I have asked this questions: Change of variables in differential equation?
…but after thinking about it, I am still a little confused of how to rigorously use the chain rule to calculate the derivative(s) of a function for a change of variable.
I have the following derivative:
$f(x) = \frac{dw(x)}{dx}$
Now I introduce the change of variable: $\hat{x}=\frac{x}{L}$
and I apply the chain rule:
- I write: $g(\hat{x}) = L \hat{x} = x$
- I substitute: $f(g(\hat{x})) = \frac{dw(g(\hat{x}))}{d(g(\hat{x}))}$
…but this does not help me… I am confusing something.
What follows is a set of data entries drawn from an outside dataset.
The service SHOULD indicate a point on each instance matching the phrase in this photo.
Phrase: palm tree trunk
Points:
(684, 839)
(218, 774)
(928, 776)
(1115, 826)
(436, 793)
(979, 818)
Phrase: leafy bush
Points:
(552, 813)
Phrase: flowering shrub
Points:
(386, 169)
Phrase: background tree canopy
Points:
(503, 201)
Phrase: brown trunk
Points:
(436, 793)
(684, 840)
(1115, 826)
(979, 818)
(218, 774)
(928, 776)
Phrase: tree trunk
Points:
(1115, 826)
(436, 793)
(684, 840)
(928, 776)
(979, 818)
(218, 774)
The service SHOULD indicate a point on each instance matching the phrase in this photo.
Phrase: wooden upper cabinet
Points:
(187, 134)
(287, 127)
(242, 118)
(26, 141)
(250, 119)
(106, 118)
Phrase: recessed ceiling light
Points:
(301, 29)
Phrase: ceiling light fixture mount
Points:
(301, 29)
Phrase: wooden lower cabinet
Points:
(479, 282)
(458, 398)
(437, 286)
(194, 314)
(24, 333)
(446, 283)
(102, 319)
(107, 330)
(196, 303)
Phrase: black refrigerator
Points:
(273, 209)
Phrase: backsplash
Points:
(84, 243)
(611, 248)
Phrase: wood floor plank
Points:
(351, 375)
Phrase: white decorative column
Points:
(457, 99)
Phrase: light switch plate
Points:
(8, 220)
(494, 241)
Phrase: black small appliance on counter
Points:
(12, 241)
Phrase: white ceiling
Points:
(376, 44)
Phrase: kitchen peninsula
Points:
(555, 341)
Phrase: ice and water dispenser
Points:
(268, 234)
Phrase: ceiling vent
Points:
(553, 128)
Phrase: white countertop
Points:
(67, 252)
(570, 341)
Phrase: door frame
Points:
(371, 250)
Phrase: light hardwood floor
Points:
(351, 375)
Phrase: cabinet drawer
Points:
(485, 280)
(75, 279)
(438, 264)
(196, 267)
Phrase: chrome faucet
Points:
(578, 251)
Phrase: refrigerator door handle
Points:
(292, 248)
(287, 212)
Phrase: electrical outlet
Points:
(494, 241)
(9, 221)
I would be glad, if someone could show me in detail and step by step how to do this rigorously.
Thanks a lot.
Best Answer
Let's say you want to change $x$ for $y$, where $y$ is a function of $x$, i.e., $y=g(x)$. I will use $y$ for the nondimensional variable because it's way easier to type in my phone. The chain rule tells us that if we want to calculate the derivative $$\frac{df}{dx}$$ in terms of $y$, we need to use the formula $$\frac{df}{dx}=\frac{dy}{dx}\frac{df}{dy}.$$ The $dy/dx$ part is equal to $dg(x)/dx$, therefore, $$\frac{df}{dx}=\frac{dg(x)}{dx}\frac{df}{dy}.$$ See that it works for any possible change of variables. In your particular case, $g(x)=x/L$ and $dg/dx=1/L$. Therefore, we have $$\frac{df}{dx}=\frac{1}{L}\frac{df}{dy}.$$ It leads to $$\frac{df}{dy}=Lw(g^{-1}(y)),$$ in which $g^{-1}(y)=Ly$. Finally: $$\frac{df}{dy}=Lw(Ly).$$ It's up to you to show that this equation is dimensionally consistent. Remember: $L$ has the same dimension of $x$ and $y$ is nondimensional. Let me know if you have any question.